First Look At Oak Ridge’s “Frontier” Exascaler, Contrasted To Argonne’s “Aurora”

The fiscal year of the federal government in the United States ends on September 30, and whether we all knew it or not, the US Department of Energy had a revised goal of beginning the deployment of at least one exascale-class supercomputing system before fiscal 2021 ended and fiscal 2022 began on October 1.

Last week, Barbara Helland, associate director of the Office of Science’s Advanced Scientific Computing Research (ASCR) program within the US Department of Energy and importantly the development leader for the DOE’s exascale computing efforts, said that this goal has been met. And Helland proved it with pictures of the “Frontier” supercomputer being installed at Oak Ridge National Laboratory and being built by Hewlett Packard Enterprise with the help of compute engine supplier AMD, which she included in her presentation for updating colleagues on the status of both the Frontier machine and the updated “Aurora A21” system that will be going into Argonne National Laboratory.

We say revised goal in the first paragraph above because, as the HPC community well knows, the original “Aurora” machine that was originally supposed to be built by Cray using over 50,000 single-socket nodes based on Intel’s “Knights Hill” many-core, fat-vectored X86 processors lashed together with 200 Gb/sec Omni-Path InfiniBand interconnect, did not make it out the door by its end of 2018 deadline because the Knights family of processor was killed off in July 2018, no doubt because Argonne wanted a better architecture to mix AI and HPC workloads and Intel could not get its ten-nanometer chip-making act together. Intel subsequently mothballed the Omni-Path interconnect in the summer of 2019 as it bought Ethernet switch chip maker Barefoot networks and last year sold this business and its intellectual property off to Cornelis Networks. Cornelis is founded by the original members of the QLogic InfiniBand team and thinks it can advance InfiniBand on different vectors that that of Nvidia, which is by far the most dominant supplier of InfiniBand networking thanks to its acquisition of Mellanox Technologies two years ago.

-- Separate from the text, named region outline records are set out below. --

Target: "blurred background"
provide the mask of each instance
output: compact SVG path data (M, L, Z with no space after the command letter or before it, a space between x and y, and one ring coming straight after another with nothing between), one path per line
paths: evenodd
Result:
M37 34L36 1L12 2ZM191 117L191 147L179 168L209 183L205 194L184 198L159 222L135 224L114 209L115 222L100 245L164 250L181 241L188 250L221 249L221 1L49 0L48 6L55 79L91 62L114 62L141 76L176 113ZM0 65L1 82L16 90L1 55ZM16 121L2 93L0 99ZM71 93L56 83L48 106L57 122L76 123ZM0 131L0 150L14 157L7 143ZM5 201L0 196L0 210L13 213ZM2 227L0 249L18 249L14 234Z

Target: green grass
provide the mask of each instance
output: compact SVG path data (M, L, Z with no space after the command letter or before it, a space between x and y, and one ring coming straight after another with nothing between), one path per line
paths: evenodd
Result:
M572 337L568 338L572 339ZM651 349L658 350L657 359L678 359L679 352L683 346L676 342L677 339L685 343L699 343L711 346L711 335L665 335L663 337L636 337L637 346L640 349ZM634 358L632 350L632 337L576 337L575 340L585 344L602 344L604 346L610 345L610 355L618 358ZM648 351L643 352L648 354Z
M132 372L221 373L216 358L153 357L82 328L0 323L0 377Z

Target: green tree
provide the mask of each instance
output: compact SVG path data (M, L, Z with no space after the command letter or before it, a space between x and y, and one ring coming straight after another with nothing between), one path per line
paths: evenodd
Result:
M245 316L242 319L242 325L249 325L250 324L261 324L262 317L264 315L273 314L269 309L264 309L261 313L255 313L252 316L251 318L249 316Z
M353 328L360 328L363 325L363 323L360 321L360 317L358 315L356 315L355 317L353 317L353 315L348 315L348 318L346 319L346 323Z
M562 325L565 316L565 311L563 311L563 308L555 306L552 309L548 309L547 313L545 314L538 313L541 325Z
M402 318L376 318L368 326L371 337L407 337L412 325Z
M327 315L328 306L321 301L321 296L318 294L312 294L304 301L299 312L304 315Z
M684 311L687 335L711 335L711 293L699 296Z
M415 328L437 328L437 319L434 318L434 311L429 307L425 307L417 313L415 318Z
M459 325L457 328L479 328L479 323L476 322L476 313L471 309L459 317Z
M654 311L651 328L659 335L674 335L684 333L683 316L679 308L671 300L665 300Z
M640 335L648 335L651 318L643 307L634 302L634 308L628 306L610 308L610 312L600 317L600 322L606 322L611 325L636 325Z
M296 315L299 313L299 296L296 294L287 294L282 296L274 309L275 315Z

Intel subsequently caught GPU religion and saved its deal with Argonne by proposing another Cray machine in the wake of Cray being acquired by HPE for $1.3 billion in the summer of 2019. This updated Cray machine will have a pair of Intel Sapphire Rapids Xeon SP processors paired with six Ponte Vecchio Xe HPC GPU accelerators. The updated SuperFIN ten-nanometer process used to etch Sapphire Rapids hit some delays earlier this summer, and that pushed out the delivery of the updated “Aurora” machine. Much to the chagrin of Argonne, we are sure, given that Argonne was supposed to have the honor of installing the first exascale class machine in the world, and to do so years ahead of when Oak Ridge was getting the “Frontier” system based on AMD CPUs and GPUs. Speaking at the HPC User Forum meeting last month, Doug Kothe, director of the Exascale Computing Project, put out this roadmap showing the installation schedules for the early access prototypes for “Frontier” and “Aurora” as well as when the actual machines would go in. Sort of:

This timing chart shows the “Frontier” test and development system just ahead of the fiscal year flip line, and it also shows full access not coming until the late in the third quarter of fiscal 2022 for Uncle Sam. Call it late May to early June 2022 — just in time for the ISC 2022 supercomputer conference in Germany. But it seems unreasonable, given this, to expect to see an exaflops of performance out of any US facilities for the Top500 rankings that will come out in November this year during the SC 2021 supercomputing conference. There seemed to be a chance for this a year or so ago, when there was a chance that the updated “Aurora” machine would be delivered. What we also know is that Intel is taking a $300 million writeoff in the fourth quarter of this year for its Intel Federal business unit, and we think this is basically saying that Argonne is getting a machine that now promises more than one exaflops of sustained double-precision floating-point performance (instead of the original “Aurora” promise of one exaflops peak double-precision performance) for a hell of a lot less money. The “Aurora” system was budgeted for $500 million, and HPE is still getting paid to assemble the system and Intel is getting paid to help with the software stack, we suspect. So the price/performance on the “Aurora” machine — call it 1.3 exaflops peak for $200 million — is going to make up for the three and a half year delay in having a production machine at Argonne.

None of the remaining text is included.